Oil prices were down on Thursday over a surprise build in US crude oil inventories and the relentless surge in coronavirus cases, especially in India and Japan.
International benchmark Brent crude was trading at $65.18 per barrel at 0700 GMT for a 0.21% decrease after closing Wednesday at $65.32 a barrel.
American benchmark West Texas Intermediate (WTI) was at $61.12 per barrel at the same time for a 0.37% drop after it ended the previous session at $61.35 a barrel.
The increase in commercial crude oil stocks in the US, the world's largest oil consumer, signaled a fall in oil demand and exerted downward pressure on oil prices.
US commercial crude oil inventories increased by 0.1% for the week ending April 16, according to the latest data released by the Energy Information Administration (EIA).
Inventories increased by 600,000 barrels, more than the market expectation of a fall of 2.8 million barrels.
Concerns over the rise in new coronavirus variant cases in Japan, the world's third-largest oil importer, and India, the world's third-largest oil consumer, are negatively reflecting on a global economic recovery and oil demand, which are pushing oil prices down.
Daily COVID-19 cases continue breaking new records in India after the country registered a staggering 314,835 new infections in the past 24 hours - the highest figure since the start of the pandemic.

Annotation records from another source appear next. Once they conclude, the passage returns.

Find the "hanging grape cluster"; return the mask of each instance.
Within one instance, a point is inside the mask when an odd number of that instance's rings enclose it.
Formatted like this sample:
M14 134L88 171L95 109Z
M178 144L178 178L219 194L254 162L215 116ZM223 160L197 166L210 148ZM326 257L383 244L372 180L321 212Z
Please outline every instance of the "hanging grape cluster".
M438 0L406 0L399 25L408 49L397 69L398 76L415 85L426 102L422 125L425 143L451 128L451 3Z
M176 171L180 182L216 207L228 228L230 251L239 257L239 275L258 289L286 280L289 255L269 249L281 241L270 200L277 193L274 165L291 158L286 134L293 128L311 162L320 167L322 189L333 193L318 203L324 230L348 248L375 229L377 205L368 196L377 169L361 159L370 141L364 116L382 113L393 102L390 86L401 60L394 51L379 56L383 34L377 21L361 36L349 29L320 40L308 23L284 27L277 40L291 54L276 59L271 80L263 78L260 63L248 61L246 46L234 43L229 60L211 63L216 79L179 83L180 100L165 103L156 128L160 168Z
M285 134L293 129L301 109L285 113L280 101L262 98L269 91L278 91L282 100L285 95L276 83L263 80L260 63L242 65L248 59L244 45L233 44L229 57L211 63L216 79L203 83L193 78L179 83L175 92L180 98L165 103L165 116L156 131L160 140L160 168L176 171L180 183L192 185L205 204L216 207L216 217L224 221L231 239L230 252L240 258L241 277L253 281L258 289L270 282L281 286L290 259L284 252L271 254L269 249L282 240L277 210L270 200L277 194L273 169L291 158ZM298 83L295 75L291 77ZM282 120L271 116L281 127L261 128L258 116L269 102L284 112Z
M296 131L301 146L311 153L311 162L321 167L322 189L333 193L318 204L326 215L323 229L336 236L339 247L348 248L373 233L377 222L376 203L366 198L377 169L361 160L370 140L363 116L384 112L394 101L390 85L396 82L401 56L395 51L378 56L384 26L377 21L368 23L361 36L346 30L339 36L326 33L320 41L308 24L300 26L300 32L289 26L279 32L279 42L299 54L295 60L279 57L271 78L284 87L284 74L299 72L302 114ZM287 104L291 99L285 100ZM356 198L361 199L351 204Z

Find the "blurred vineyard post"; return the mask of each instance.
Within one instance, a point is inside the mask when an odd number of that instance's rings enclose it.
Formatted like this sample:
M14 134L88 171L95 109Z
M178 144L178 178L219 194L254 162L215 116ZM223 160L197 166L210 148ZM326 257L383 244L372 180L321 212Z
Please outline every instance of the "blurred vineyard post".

The hospitals across the country are struggling to maintain oxygen supplies and are suffering from a shortage of beds and treatment drugs, such as Remdesivir.
In Japan, Prime Minister Yoshihide Suga is expected to declare an emergency in the provinces of Tokyo, Osaka, and Hyogo due to a rise in infections, which have put pressure on the health care system.
This marks the third time that Japan has imposed a state of emergency since April last year.
Markets are now focused on the upcoming meeting in May of the Organization of the Petroleum Exporting Countries and allies led by Russia, known as OPEC+ when major oil producers will discuss their production quotas.
During the previous meeting on April 1, the group decided to increase their production by 2.1 million barrels per day (bpd) until the end of July, incrementally easing the current production cut of 7.9 million bpd.